Rating:  Summary: In search of treasure Review: Owls Do Cry, Frame's first full-fledged novel, is a poetic anthem to human spirit and endurance and speaks ultimately to universal concerns. A remarkable novel from a gifted artist.
Rating:  Summary: Exquisite, Painful Writing Review: So much better than other 'madhouse' books - knocks The Bell Jar into a distant corner, Janet Frame is one of the most poignant and moving of writers. She was so injured by life but is able to achieve an extraordinary almost clinical separation in her literary creations when writing of things that should have been too great to bear. I have to be feeling very strong to take her in. An Angel at My Table brought her to the fore for a while, but she has never really occupied the place she deserves in the front of people's minds. Time for a big rediscovery I'd say. But when you look at the sales ranking her titles gain, the probability is slim. Shame. Come on literary public, give her a go - come on her publishers push those books back onto the shelves.

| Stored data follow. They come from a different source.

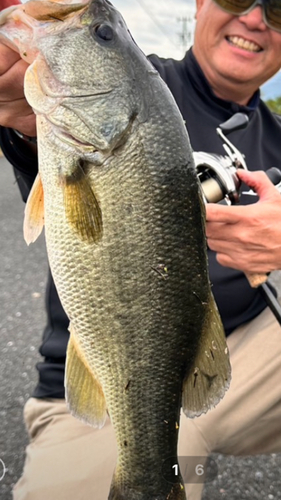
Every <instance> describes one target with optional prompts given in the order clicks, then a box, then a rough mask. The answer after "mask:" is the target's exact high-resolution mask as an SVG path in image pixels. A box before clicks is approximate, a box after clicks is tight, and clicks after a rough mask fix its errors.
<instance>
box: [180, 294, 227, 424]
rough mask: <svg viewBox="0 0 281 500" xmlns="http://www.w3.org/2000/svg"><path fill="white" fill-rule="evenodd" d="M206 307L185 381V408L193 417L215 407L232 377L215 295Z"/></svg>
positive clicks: (184, 411) (224, 340) (184, 382)
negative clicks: (203, 324)
mask: <svg viewBox="0 0 281 500" xmlns="http://www.w3.org/2000/svg"><path fill="white" fill-rule="evenodd" d="M206 308H207V310H206V316H205V321H204V325H203V330H202V334H201V339H200V345H199V348H198V351H197V354H196V357H195V359H194V363H193V366H192V367H191V369H190V370H189V371H188V373H187V374H186V378H185V380H184V383H183V395H182V407H183V411H184V413H185V415H186V416H187V417H191V418H193V417H196V416H199V415H201V414H202V413H206V412H207V411H208V410H209V409H210V408H213V407H215V406H216V405H217V404H218V403H219V401H220V400H221V399H222V398H223V396H224V394H225V392H226V391H227V389H228V387H229V385H230V380H231V367H230V361H229V354H228V348H227V344H226V339H225V333H224V329H223V326H222V322H221V319H220V316H219V313H218V310H217V306H216V303H215V301H214V298H213V295H212V294H210V298H209V302H208V304H206Z"/></svg>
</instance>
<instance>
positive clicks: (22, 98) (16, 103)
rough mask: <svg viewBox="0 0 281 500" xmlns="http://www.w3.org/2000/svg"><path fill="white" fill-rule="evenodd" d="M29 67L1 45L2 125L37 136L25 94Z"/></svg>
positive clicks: (0, 114) (1, 98)
mask: <svg viewBox="0 0 281 500" xmlns="http://www.w3.org/2000/svg"><path fill="white" fill-rule="evenodd" d="M13 3H16V2H13ZM1 6H2V3H1ZM27 67H28V64H27V63H26V62H25V61H23V60H22V59H21V57H20V55H19V54H18V53H17V52H15V51H14V50H12V49H11V48H10V47H8V46H7V45H5V44H4V43H3V42H2V43H0V125H2V126H4V127H9V128H15V129H17V130H19V132H21V133H23V134H26V135H29V136H35V135H36V125H35V115H34V113H33V111H32V109H31V107H30V106H29V104H28V103H27V101H26V99H25V96H24V92H23V80H24V75H25V72H26V69H27Z"/></svg>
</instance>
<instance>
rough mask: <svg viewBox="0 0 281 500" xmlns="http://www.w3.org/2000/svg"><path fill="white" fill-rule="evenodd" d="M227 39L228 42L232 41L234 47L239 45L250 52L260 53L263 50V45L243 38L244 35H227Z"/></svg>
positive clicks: (239, 45)
mask: <svg viewBox="0 0 281 500" xmlns="http://www.w3.org/2000/svg"><path fill="white" fill-rule="evenodd" d="M226 40H227V41H228V43H230V44H231V45H233V46H234V47H238V48H239V49H244V50H246V51H248V52H255V53H258V52H261V51H262V50H263V49H262V47H261V46H260V45H258V44H257V43H255V42H253V41H251V40H247V39H246V38H243V37H242V36H237V35H234V36H227V37H226Z"/></svg>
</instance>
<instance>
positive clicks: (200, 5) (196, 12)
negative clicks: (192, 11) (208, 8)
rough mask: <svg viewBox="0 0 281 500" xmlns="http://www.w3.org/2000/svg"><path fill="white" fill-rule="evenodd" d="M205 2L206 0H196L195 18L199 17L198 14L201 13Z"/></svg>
mask: <svg viewBox="0 0 281 500" xmlns="http://www.w3.org/2000/svg"><path fill="white" fill-rule="evenodd" d="M204 3H205V0H196V13H195V19H197V18H198V14H199V13H200V10H201V8H202V7H203V4H204Z"/></svg>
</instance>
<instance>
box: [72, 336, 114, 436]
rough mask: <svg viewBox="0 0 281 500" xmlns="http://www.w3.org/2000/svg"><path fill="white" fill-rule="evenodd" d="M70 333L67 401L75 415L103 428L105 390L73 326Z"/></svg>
mask: <svg viewBox="0 0 281 500" xmlns="http://www.w3.org/2000/svg"><path fill="white" fill-rule="evenodd" d="M70 333H71V335H70V339H69V343H68V347H67V355H66V372H65V390H66V401H67V404H68V407H69V409H70V411H71V413H72V414H73V415H74V416H75V417H77V418H79V419H80V420H82V421H83V422H85V423H87V424H89V425H92V426H93V427H99V428H101V427H103V425H104V423H105V419H106V402H105V397H104V394H103V390H102V387H101V384H100V382H99V380H98V379H97V377H96V375H95V374H94V372H93V370H92V369H91V368H90V367H89V365H88V363H87V360H86V359H85V356H84V355H83V352H82V350H81V347H80V346H79V344H78V343H77V341H76V338H75V332H74V329H73V327H72V326H70Z"/></svg>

Rating:  Summary: A Beautifully Stylised View of a Family Review: This novel follows a linear time scale of the growth in a family's generation with occasional shifts backward or forward to comment on the present. It focuses on the intense emotions of its characters through a detailed focus on objects and the character's speech. There are eloquent descriptions of clothing, the setting of their hometown and even the rubbish in the junkyard the children play in. The most striking part of the book is the long sections narrated from the third person singular perspective of Daphne who spends a good part of her life in a mental institution. These sections are highly poetic and suggest the other language with which people who are mentally think by seeing the world not as reality but as a clutter of subconscious and symbolic images. This, in contrast with the long diary entries of Daphne's sister Teresa (Chicks) who lives in a conventional domestic style maps the different patterns by which people think and reminds you that the world can be perceived in a multitude of different ways. Through poignant metaphorical descriptions and sharp dialogue she conveys what is missing in human relations, especially between family members. There is a delicately portrayed need for genuine respect of the individuality of the children apart from the fixed images acquired in childhood. People change; identity is fluid. When an image of them is maintained or they are held up to an ideal (like the Bessicks who turn out not to be so ideal) then a connection is lost and the individual is left isolated. They become a stranger. This is emphasised in the epilogue where a socially prominent couple discuss articles in a newspaper who they know nothing about but are characters we have become intimately involved with over the course of the novel. It is a beautiful, intimate and heartbreaking portrayal of a family.